Can we blame the "sole psychopath"?
Bulger Rule in Boston
“It’s exactly as if Al Capone’s brother had become president of the Illinois State Senate, and everybody in Chicago just agreed: we’re not going to notice, and we’re not going to talk about it.”
That was the late John E. Powers line to me, in his bitter old age, about the eerie silence around 30 years of Bulger rule in Boston – the hegemony of vicious James in the underworld and wily William at the Massachusetts State House from the mid-1970s onward. Johnny Powers had been Mr. South Boston in his time, preceding Bill Bulger as state senator from Southie, also as Senate President. And he hadn’t much use for either Bulger.
It’s strange how the impasse holds, how eyes are still averted after all these years – after the confirmation of James “Whitey” Bulger’s license-to-kill from a corrupted FBI; after his decade-plus on the lam (on an FBI tip) and then his recapture two years ago in a Santa Monica apartment; after the retirement and silence that Governor Mitt Romney forced on Bill Bulger, for refusing to tell Congress about his contacts with Whitey on the run, or his mediation with the Federal cops. Even now lot of people want to doubt any criminal connection between the brothers, and two new books will be taken to promote a little more uncertainty.

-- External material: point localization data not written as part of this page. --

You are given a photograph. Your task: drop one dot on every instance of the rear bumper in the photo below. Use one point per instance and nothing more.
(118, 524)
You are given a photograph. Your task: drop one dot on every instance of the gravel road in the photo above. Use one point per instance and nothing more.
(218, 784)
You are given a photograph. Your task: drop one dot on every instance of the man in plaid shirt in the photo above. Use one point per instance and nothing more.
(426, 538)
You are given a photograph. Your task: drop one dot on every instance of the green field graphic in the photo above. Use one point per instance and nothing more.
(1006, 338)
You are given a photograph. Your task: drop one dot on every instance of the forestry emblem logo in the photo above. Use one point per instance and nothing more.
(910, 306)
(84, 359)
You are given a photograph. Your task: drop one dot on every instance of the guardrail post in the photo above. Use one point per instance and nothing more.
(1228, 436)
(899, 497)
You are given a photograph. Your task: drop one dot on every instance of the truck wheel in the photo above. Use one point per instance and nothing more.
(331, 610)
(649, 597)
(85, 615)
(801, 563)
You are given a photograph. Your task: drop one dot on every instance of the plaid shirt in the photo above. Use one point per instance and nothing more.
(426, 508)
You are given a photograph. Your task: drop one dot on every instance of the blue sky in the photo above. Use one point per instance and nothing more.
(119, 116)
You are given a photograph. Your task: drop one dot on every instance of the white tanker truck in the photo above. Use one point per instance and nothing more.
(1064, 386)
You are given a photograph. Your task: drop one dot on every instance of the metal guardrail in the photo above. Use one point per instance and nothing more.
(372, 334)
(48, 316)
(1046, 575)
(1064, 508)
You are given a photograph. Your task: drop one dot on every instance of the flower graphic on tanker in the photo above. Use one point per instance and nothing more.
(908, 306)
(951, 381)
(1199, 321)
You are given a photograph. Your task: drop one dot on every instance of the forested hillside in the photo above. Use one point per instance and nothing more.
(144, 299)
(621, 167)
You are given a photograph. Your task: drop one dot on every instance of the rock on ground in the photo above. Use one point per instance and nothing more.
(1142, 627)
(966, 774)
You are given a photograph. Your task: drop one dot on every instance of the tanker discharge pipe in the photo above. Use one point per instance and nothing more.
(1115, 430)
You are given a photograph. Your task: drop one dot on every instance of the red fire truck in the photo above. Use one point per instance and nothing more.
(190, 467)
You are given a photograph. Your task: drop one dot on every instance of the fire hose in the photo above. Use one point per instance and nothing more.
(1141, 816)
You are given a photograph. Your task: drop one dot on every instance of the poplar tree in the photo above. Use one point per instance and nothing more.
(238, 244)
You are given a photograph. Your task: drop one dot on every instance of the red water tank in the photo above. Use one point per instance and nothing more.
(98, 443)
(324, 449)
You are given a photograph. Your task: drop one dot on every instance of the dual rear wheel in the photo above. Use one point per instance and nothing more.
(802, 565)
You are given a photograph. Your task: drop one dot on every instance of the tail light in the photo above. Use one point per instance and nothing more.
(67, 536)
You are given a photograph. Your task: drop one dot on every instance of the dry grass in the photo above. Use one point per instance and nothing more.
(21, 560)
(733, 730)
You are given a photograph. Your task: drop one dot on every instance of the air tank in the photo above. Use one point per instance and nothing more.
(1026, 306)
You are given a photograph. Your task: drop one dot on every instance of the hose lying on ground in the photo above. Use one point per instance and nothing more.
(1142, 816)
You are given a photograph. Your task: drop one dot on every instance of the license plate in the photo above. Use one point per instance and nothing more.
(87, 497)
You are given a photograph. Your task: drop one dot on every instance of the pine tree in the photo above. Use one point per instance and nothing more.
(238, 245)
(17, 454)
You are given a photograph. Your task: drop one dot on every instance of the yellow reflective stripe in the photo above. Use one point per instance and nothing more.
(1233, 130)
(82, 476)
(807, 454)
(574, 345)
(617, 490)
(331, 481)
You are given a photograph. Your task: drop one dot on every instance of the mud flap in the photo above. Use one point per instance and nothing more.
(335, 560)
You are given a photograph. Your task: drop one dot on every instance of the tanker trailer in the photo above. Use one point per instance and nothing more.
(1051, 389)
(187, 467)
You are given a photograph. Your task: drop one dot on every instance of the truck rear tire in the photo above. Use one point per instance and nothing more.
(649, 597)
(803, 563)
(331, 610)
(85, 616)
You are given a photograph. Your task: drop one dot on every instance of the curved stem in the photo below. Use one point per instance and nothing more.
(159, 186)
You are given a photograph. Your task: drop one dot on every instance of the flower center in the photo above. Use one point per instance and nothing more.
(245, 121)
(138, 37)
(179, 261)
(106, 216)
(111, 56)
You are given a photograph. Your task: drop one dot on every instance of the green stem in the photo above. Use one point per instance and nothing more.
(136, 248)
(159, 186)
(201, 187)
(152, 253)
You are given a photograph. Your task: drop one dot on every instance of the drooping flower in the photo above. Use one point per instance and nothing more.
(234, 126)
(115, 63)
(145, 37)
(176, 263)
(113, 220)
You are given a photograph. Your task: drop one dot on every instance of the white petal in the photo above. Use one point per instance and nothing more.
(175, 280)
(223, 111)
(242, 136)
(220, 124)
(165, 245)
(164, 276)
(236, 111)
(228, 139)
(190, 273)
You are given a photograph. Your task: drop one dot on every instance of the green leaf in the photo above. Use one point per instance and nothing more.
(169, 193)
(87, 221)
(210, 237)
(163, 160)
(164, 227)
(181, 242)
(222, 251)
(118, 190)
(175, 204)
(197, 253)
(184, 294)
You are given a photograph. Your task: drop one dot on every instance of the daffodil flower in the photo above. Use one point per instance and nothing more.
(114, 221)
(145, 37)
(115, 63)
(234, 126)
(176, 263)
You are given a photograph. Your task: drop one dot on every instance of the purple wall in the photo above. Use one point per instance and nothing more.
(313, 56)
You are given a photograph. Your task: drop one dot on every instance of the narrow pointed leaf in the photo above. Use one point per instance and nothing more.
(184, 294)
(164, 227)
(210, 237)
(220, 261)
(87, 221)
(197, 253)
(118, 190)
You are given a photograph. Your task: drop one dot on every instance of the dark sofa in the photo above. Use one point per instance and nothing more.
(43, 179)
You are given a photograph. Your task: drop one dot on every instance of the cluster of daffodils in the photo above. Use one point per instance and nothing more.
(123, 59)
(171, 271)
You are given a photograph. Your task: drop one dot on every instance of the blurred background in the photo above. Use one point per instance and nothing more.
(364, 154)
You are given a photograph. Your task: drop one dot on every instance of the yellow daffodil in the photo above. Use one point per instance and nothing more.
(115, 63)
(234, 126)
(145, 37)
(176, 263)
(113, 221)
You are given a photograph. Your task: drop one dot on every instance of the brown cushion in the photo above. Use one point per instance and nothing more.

From two teams of Boston Globe writers, Whitey: The Life of America’s Most Notorious Mob Boss by Dick Lehr and Gerard O’Neill and Whitey Bulger: America’s Most Wanted Gangster and the Manhunt that Brought Him to Justice by Kevin Cullen and Shelley Murphy are both solid professional jobs by old hands on the beat. Yet both books, in my reading, fog the main point – or “bury the lede,” as newspaper guys say. Those one-man titles are the tip of the giant flaw in the narrative iceberg. The picture in both books of Whitey, the “sole psychopath,” isn’t that interesting after all; the gruesome tooth-yankings before or after the bullet to the brain, the bare-handed strangling of inconvenient girl friends do not bulk up to great weight. And the very idea of a free-range urban terrorist building a solid empire and long reign makes no sense to me in the first place. Free rangers die young. Whitey Bulger, as a sole practitioner, would have been shot on the street or knifed in prison 40 or 50 years ago – like Albert DeSalvo, the Boston Strangler.
The better lede: Whitey Bulger is alive today (in his 80’s, waiting his first trial in almost 60 years) because, as both the new books detail, he’s had political protection all his criminal life: from his saintly Congressman John McCormack (House Speaker in JFK time), also from the sinful FBI since the 1950s and continuously from his brazen brother Bill, who as much as ran the Massachusetts Statehouse in the 70s, 80s and 90s and always took care of his brother, the serial killer, for reasons that aren’t fathomed here. Bostonians have learned to love the “good brother / bad brother” pairing, but would we believe it about two brothers anywhere else, running good and evil – independently – in, say, Indianapolis, or Shanghai? Was Bill Bulger’s relentless lobbying for Whitey driven by love of his big brother? Hero-worship? Fear? Shame? By a “crime family” partnership? No solid new answers here, but surely those are the key questions.
I have the same beef with these books I had with that terrific Oscar winning movie, The Departed. Helluva role for Jack Nicholson as Whitey, the contemptuous crime boss, but it made no sense without some account of his immunity. If a killer has had political cover all his life, and Whitey has, isn’t that the story?